Commenting on today’s ruling in light of his new study, Crandall said: “In my latest study, I’ve reviewed 180 antitrust cases, and I’ve found that today’s ruling in the Microsoft case imposes tougher penalties than those in any similar case since the end of the Second World War.
“Despite the toughness of these measures, however, I take a hopeful view of how this decision will impact competition. While it’s hard to predict how competition will unfold in the high-tech sector, it is, after all, a very dynamic sector, with falling prices and ever-improving products.
“Primarily, I take heart from the fact that today’s decision puts to rest four-and-one-half years of litigation. It is difficult for companies and people to be creative when they are uncertain about the rules of the road and whether or not they will be allowed to enjoy the fruits of their innovation and investments. As long as this litigation was pending, uncertainty hovered over innovation like a dark cloud. The big news today is that this uncertainty has been dispersed.
“As a result, we now have a brighter day and a clearer road ahead.”
Crandall’s study, released today by Washington Legal Foundation compares the proposed settlement in the Microsoft case with 200 earlier antitrust judgments. The study, The Proposed Microsoft Decree and Past Antitrust Remedies, A Systematic Comparison, is available here.
Judge took a bath to comply with ethics rules:
- U.S. District Judge Colleen Kollar-Kotelly, whose overall holdings still approach $1 million, took extraordinary losses last year in some of those trades, which occurred during a serious slump in the technology sector.
The judge purchased up to $15,000 worth of stock in Sun Microsystems Inc., one of Microsoft’s fiercest rivals, in January when its price closed at $30.88, records show. Sun developed the Java programming technology that a U.S. appeals court determined was the victim of an illegal Microsoft campaign to undermine its popularity.

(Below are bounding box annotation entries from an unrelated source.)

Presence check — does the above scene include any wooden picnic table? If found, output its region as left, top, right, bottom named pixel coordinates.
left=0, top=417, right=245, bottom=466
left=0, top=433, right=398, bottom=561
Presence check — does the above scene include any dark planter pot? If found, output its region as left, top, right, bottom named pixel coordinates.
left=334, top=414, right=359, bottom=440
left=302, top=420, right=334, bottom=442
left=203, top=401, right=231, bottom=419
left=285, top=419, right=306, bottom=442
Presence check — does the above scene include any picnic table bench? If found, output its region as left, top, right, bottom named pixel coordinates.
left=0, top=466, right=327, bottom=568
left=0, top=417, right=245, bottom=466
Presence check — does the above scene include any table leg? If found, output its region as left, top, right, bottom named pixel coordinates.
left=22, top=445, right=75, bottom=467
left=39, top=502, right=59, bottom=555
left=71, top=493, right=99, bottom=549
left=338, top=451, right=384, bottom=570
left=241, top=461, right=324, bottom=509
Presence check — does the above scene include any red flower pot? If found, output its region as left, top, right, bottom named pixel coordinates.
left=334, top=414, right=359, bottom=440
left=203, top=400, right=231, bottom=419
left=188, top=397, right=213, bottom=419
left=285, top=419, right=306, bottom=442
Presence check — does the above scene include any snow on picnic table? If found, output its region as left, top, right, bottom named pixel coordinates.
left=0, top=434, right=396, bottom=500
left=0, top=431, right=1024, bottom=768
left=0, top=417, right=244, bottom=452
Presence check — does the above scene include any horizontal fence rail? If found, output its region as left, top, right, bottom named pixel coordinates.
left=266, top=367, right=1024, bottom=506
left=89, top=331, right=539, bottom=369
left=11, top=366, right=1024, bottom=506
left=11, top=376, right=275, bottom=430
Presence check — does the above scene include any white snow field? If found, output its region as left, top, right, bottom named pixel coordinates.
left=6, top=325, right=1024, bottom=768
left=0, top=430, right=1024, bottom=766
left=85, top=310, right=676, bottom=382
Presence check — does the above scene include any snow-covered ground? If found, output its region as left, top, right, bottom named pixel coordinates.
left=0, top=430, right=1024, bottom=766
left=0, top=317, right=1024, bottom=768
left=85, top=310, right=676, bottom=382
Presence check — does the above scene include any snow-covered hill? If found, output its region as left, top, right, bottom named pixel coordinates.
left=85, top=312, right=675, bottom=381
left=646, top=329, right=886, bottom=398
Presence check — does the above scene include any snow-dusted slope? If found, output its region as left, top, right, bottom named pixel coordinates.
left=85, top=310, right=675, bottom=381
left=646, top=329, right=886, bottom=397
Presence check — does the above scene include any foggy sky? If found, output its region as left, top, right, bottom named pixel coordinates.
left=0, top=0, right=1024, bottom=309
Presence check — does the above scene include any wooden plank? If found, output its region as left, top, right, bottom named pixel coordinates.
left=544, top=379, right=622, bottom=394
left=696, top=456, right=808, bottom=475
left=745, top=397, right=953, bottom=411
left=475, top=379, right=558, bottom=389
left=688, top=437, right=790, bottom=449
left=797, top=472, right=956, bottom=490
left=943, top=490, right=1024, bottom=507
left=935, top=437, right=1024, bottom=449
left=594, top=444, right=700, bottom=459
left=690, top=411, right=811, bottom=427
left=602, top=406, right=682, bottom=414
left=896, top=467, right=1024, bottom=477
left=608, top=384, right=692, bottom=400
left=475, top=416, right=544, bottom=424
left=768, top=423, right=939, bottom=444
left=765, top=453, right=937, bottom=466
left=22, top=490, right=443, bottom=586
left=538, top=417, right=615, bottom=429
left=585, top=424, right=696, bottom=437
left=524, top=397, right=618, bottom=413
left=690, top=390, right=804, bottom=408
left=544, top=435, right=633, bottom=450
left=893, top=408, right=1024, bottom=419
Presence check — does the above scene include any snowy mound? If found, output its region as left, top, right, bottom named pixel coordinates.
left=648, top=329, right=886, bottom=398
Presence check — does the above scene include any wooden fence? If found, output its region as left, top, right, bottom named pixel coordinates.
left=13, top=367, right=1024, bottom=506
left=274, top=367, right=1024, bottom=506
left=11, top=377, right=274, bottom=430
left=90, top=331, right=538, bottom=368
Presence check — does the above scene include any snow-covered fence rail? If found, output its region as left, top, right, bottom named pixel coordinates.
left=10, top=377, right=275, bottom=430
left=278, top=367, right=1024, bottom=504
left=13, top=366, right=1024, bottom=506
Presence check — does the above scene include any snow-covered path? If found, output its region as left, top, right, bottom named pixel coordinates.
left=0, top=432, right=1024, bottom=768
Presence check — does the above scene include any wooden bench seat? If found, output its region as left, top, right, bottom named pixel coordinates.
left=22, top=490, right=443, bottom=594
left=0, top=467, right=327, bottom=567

But weeks after her appointment in a courthouse lottery as the new Microsoft trial judge in August last year – and facing ethics rules against such ownership – she unloaded Sun when the price had plunged to $10.95.

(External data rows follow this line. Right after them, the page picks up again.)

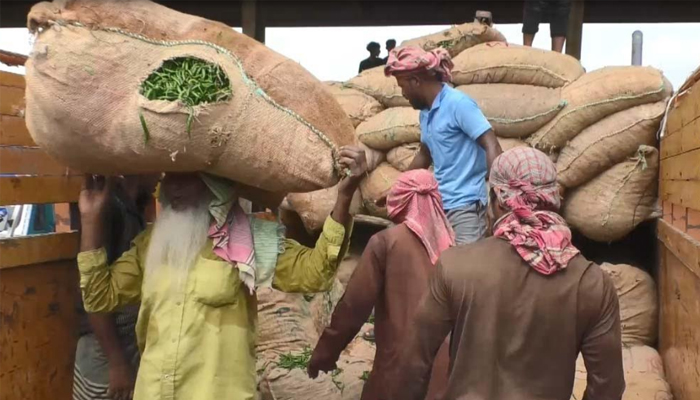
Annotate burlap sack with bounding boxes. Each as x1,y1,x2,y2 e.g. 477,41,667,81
557,101,666,188
401,22,506,57
452,42,584,88
326,82,384,127
26,0,354,192
357,107,420,150
345,66,410,107
457,83,566,138
529,67,673,150
600,263,659,346
386,143,420,172
358,142,386,172
563,146,659,242
287,185,362,232
571,346,673,400
360,163,401,218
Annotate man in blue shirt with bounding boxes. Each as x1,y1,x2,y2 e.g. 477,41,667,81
385,47,502,244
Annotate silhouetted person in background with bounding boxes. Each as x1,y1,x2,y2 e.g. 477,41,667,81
360,42,386,72
523,0,571,53
384,39,396,64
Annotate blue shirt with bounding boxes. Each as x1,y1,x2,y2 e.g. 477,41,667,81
420,85,491,210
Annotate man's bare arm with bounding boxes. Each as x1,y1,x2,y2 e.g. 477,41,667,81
407,144,433,171
477,129,503,176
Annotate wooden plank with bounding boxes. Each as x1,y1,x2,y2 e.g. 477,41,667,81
656,220,700,278
0,261,80,400
659,149,700,181
0,86,24,117
0,71,26,89
666,82,700,136
0,176,83,206
0,146,73,176
661,118,700,160
659,180,700,214
0,232,80,269
658,246,700,400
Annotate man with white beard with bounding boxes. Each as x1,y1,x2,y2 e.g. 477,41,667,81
78,146,367,400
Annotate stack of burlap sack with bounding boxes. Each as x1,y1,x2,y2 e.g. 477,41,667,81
290,28,672,242
571,264,673,400
256,280,375,400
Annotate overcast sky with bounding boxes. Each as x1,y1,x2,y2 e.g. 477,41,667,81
0,23,700,88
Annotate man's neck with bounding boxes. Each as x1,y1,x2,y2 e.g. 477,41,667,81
425,83,442,110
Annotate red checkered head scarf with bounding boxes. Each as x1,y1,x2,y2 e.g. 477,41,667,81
489,147,579,275
384,46,454,82
386,169,455,264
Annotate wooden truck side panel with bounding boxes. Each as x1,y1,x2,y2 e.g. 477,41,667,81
0,72,81,400
658,72,700,400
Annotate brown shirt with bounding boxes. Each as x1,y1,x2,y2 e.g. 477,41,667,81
314,224,449,400
392,238,625,400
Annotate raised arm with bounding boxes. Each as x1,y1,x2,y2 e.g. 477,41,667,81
272,146,367,293
308,235,386,378
78,176,147,313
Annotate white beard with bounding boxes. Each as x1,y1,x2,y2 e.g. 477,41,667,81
145,201,211,289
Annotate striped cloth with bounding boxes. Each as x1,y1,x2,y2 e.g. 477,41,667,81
489,147,579,275
384,46,454,82
386,169,455,264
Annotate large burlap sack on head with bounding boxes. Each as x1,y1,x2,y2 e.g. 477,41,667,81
386,142,420,172
557,101,666,188
600,263,659,346
563,146,659,242
360,163,401,218
345,66,411,107
529,67,673,150
326,82,384,127
457,83,566,138
357,107,420,150
571,346,673,400
401,22,506,57
26,0,354,192
287,185,362,232
452,42,584,88
358,142,386,172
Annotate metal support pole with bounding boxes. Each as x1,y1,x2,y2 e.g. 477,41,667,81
632,31,644,66
566,0,584,60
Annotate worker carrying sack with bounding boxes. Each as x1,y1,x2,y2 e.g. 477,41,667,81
26,0,355,192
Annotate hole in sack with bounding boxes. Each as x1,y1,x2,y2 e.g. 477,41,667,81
141,57,232,107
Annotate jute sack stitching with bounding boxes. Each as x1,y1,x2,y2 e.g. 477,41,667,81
360,163,401,218
452,42,584,88
563,146,659,242
528,67,673,150
326,82,384,127
600,263,659,346
386,143,420,172
357,107,420,150
557,101,666,188
401,22,506,57
457,83,566,138
27,23,352,191
345,66,411,107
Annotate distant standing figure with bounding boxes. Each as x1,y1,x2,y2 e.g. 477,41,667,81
384,39,396,64
523,0,571,53
360,42,385,73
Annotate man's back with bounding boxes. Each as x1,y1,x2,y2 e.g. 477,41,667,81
402,238,624,400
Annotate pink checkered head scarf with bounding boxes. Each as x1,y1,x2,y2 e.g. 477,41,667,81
386,169,455,264
489,147,579,275
384,46,454,82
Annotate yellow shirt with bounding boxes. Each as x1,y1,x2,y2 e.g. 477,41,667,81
78,218,349,400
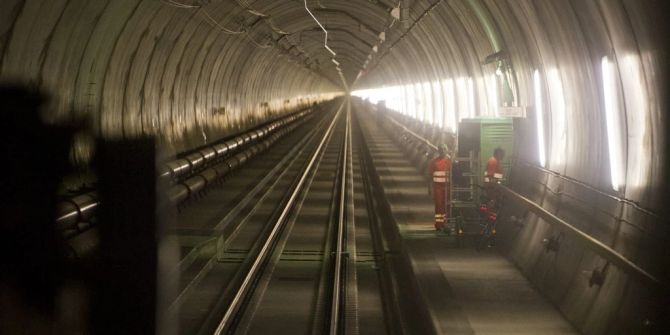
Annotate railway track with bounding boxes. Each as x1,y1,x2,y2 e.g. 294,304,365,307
169,100,430,334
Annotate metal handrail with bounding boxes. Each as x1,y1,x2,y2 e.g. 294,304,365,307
378,106,667,288
498,185,663,286
519,160,660,218
214,103,344,335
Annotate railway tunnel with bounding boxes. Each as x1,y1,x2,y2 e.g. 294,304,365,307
0,0,670,334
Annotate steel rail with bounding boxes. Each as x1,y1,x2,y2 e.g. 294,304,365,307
329,99,351,335
214,102,344,335
379,105,668,289
168,112,336,311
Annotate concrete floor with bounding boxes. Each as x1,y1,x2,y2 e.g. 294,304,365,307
359,109,578,334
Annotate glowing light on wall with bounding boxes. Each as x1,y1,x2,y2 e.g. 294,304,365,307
601,56,624,191
468,78,475,117
426,82,435,124
486,74,498,116
442,79,456,131
431,82,446,128
619,54,652,188
547,68,567,169
533,70,547,167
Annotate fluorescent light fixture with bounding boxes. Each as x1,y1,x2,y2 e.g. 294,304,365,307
619,54,652,188
547,68,568,169
533,70,547,167
601,56,624,191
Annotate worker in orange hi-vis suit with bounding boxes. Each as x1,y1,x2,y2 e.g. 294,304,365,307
428,146,451,230
484,147,505,206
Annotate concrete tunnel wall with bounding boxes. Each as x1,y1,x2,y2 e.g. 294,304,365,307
356,0,670,334
0,0,341,152
0,0,669,334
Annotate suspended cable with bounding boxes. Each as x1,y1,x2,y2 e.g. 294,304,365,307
200,8,246,35
305,0,337,56
161,0,202,8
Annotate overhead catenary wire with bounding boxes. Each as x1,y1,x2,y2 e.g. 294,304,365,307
161,0,338,87
304,0,349,90
161,0,202,8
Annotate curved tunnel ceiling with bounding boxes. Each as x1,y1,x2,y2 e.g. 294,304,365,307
0,0,667,207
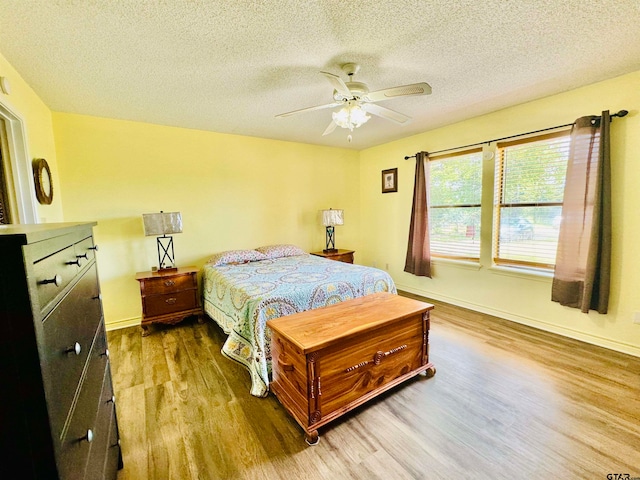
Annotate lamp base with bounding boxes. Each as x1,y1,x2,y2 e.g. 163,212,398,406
156,267,178,275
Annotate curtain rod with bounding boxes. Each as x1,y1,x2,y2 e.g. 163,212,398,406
404,110,629,160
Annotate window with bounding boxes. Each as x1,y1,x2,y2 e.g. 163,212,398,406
428,148,482,261
493,131,570,269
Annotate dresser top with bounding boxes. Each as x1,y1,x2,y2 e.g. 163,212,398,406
0,222,97,244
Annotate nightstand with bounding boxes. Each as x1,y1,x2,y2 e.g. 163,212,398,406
311,248,355,263
136,267,202,336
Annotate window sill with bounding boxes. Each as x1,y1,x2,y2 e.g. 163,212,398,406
488,266,553,283
431,257,482,270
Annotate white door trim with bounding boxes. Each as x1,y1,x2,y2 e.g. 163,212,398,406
0,99,39,223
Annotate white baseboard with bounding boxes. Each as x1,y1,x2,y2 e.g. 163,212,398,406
396,283,640,357
104,317,142,332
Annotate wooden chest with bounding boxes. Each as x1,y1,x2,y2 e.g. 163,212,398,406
267,293,435,445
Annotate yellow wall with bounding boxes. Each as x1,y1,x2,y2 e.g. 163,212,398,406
359,72,640,356
0,47,640,356
53,113,360,327
0,53,63,223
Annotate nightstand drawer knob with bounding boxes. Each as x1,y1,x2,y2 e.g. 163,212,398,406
40,275,62,287
65,342,82,355
80,428,93,443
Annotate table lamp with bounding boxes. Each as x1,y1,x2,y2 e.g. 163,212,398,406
322,208,344,253
142,211,182,272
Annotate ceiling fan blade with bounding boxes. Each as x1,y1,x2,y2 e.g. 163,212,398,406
322,120,338,137
276,102,342,118
320,72,353,97
362,82,431,102
362,103,411,124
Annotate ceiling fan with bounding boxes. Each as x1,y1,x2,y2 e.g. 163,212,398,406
276,63,431,141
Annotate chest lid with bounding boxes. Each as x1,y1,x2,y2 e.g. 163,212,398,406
267,292,433,354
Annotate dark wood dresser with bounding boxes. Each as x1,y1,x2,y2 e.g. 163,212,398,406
0,223,122,480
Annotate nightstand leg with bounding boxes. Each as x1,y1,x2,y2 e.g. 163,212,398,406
142,325,151,337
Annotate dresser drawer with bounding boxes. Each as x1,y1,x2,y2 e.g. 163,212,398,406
142,275,198,295
144,290,198,316
85,367,117,480
74,237,96,267
33,245,79,312
59,328,111,479
41,264,106,435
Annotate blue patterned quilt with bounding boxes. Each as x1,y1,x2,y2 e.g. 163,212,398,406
202,255,397,397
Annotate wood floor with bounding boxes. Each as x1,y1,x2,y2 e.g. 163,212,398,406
108,292,640,480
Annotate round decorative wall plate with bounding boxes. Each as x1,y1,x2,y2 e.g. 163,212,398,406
33,158,53,205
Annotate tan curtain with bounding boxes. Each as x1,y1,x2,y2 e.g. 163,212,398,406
404,152,431,278
551,111,611,313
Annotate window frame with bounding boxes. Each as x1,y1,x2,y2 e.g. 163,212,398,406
427,146,484,263
491,127,571,273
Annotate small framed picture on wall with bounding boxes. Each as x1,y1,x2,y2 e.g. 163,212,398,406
382,168,398,193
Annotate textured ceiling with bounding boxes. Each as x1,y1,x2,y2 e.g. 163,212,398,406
0,0,640,149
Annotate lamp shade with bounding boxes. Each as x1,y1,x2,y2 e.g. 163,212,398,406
142,212,182,236
322,208,344,227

Likewise, the judge purchased up to $15,000 in shares of Compaq Computer Corp. in January, when the price was $15.78. But when she sold her shares, also weeks after her new appointment, Compaq’s price had fallen to $8.52.
Compaq, now owned by Hewlett Packard Co., has been a close ally of Microsoft’s and gains new freedom in how it can sell computers loaded with the company’s Windows software.

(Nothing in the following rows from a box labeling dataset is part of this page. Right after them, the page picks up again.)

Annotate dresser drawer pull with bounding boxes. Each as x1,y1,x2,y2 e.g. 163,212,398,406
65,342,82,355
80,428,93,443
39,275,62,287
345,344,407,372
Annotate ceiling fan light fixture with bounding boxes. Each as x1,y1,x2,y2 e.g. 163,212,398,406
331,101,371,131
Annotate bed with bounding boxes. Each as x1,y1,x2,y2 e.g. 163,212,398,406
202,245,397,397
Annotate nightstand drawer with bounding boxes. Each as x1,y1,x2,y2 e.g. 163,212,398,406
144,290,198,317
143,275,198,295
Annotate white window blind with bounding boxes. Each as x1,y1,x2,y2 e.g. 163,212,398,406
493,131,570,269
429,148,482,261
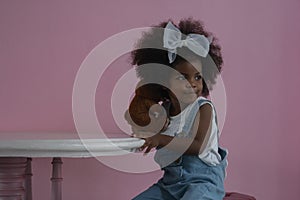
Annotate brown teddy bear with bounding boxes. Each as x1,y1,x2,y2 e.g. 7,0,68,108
125,81,170,134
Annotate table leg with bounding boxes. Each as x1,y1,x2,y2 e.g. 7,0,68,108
0,157,27,200
51,158,63,200
24,158,32,200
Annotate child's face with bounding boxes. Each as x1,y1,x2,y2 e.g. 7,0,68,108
169,61,203,108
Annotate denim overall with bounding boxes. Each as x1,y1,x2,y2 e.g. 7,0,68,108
133,97,227,200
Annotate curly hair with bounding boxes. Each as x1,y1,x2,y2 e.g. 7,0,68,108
131,18,223,97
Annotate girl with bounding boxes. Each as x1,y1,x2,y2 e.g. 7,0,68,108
132,18,227,200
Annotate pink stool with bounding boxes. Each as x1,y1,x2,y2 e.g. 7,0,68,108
223,192,256,200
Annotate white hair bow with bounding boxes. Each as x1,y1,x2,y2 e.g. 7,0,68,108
163,22,212,63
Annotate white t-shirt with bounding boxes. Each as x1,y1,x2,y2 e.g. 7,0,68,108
154,97,221,167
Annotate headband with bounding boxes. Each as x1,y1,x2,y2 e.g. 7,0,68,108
163,22,212,63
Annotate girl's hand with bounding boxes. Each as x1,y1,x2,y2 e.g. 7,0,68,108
134,134,161,155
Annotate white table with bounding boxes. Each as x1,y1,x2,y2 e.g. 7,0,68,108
0,138,144,200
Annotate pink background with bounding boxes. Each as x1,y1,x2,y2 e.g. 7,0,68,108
0,0,300,200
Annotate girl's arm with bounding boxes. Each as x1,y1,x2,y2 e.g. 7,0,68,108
136,104,212,155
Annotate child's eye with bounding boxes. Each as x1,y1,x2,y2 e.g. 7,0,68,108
176,75,186,81
195,75,202,81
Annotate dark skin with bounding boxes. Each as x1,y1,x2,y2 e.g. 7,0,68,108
133,62,212,155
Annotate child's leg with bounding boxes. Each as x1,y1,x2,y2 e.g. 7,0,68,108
132,184,176,200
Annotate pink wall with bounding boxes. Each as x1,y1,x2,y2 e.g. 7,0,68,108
0,0,300,200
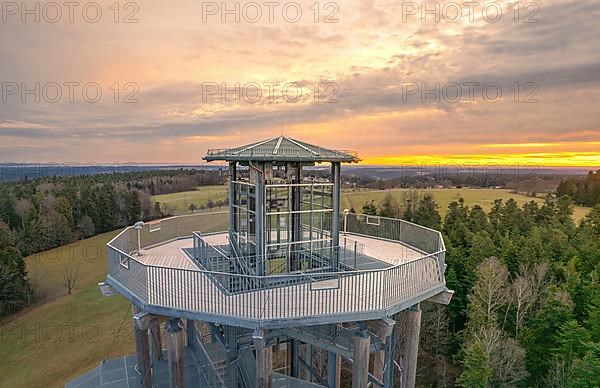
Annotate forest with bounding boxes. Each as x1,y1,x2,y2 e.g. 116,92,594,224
361,191,600,387
0,171,600,387
0,169,226,317
556,170,600,206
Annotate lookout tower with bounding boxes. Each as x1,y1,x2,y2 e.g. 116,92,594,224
204,136,359,276
67,136,452,388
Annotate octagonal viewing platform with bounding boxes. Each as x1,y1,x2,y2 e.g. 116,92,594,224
107,212,446,328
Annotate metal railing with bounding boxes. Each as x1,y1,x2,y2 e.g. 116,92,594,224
108,215,445,323
206,146,358,159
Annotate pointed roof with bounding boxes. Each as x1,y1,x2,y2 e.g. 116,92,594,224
203,136,360,163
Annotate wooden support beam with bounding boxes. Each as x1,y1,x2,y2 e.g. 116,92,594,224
133,308,168,330
148,322,163,365
132,305,152,388
427,289,454,306
367,318,396,381
166,318,185,388
185,319,197,348
224,324,239,388
327,352,342,388
287,339,300,378
352,332,371,388
400,304,421,388
252,330,273,388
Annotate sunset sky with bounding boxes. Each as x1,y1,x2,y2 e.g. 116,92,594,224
0,0,600,167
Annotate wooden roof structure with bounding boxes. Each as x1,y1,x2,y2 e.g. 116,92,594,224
203,135,360,163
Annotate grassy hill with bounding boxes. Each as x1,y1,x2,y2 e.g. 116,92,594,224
342,188,589,220
0,215,227,388
152,186,227,214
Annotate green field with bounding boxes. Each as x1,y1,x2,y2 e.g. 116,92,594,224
0,186,587,387
152,185,227,214
342,189,589,220
0,215,227,388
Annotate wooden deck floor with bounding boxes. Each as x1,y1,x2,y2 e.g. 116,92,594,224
127,234,443,327
136,233,423,270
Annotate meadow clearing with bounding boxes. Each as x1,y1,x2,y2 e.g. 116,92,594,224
0,214,227,388
0,186,587,388
342,188,589,220
152,185,227,214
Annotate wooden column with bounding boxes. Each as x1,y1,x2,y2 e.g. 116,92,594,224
185,319,197,348
227,162,238,249
400,304,421,388
367,318,396,382
167,318,185,388
286,340,300,378
326,352,342,388
331,162,342,271
304,344,313,383
148,320,162,365
352,332,371,388
252,330,273,388
132,305,152,388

The judge had previously said she sold technology holdings worth $45,000 to $65,000 between Jan. 1 and Sept. 28 of last year to avoid potential ethics conflicts. Details of those trades have been unavailable until she filed these latest disclosure documents with the Administrative Office of the U.S. Courts.
Executives or employees from both Sun and Compaq testified before the original trial judge in the case, Thomas Penfield Jackson. Kollar-Kotelly, who was named to replace Jackson, did not report owning any Microsoft stock.
Both U.S. law and federal ethics rules prohibit judges from ruling in cases in which they have a financial interest that could be substantially affected.